U.S. President George W. Bush has signed legislation creating a new federal Department of Homeland Security. Mr. Bush says Tom Ridge, his homeland security advisor, is his choice to head the cabinet-level department.
Surrounded by lawmakers who shepherded the bill through Congress, the president signed the Homeland Security Act into law.
"With the Homeland Security Act, we are doing everything we can to protect America," said Mr. Bush. "We are showing the resolve of this great nation to defend our freedom, our security and our way of life."
The new cabinet department will absorb 22 existing federal agencies with combined budgets of about $40 billion a year and almost 170,000 employees.
The goal, said the president, is to make the government's response to the terrorist threat more efficient, and better protect Americans from attack. "The continuing threat of terrorism, the threat of mass murder on our own soil will be met with a unified and more effective response," he said.
It is the biggest government reorganization since 1947, when the Department of Defense was created. And it will take more than a year, perhaps two, to complete.
The man President Bush wants to oversee the process is Tom Ridge, the former Governor of Pennsylvania who currently is head of the White House Office of Homeland Security. "He's the right man for this new and great responsibility," said the president.
The new Department of Homeland Security will have several important functions.
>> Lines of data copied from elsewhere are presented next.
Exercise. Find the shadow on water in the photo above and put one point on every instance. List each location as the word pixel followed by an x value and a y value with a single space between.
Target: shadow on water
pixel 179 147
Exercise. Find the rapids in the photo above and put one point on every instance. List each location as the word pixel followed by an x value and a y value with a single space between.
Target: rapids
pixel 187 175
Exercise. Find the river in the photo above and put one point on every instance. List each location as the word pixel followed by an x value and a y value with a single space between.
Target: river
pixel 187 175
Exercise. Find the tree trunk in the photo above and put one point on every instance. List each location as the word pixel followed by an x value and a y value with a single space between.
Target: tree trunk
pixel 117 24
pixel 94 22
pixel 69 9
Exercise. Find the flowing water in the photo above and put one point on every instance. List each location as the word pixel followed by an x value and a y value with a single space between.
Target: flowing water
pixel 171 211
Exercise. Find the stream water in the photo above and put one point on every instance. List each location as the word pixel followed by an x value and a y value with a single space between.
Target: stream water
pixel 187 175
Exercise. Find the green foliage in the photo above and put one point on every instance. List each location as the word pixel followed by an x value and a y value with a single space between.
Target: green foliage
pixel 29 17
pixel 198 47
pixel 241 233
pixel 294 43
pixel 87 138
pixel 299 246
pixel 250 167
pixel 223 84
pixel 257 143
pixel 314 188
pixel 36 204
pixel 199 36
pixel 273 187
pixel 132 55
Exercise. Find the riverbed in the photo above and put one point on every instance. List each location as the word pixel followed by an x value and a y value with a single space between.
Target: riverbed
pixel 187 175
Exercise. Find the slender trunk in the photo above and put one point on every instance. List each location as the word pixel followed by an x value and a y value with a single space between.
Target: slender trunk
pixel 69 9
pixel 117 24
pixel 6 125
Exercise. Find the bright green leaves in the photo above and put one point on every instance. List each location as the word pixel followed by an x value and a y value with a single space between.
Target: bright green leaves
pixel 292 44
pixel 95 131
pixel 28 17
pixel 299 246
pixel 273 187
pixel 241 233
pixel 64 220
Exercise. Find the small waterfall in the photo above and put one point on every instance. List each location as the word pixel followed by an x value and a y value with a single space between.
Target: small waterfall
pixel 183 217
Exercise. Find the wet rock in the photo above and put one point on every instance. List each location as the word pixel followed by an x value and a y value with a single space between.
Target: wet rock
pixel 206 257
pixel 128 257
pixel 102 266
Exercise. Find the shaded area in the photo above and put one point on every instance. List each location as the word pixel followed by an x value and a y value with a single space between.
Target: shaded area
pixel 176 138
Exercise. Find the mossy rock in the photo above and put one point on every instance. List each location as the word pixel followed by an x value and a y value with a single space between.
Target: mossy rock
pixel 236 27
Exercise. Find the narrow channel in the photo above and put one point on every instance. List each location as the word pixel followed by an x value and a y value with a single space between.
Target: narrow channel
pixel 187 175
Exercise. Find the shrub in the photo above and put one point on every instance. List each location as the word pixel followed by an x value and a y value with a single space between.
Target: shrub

It will coordinate intelligence gathering, research new ways to protect Americans from the effects of biological and chemical weapons, enhance border security, and bolster emergency preparedness.
Some critics have warned that the months, perhaps years, that it will take to officially organize the new Cabinet-level Department may actually weaken homeland security. But White House officials insist that all the agencies involved will continue to function during the transition process and the result will be enhanced domestic security for all Americans.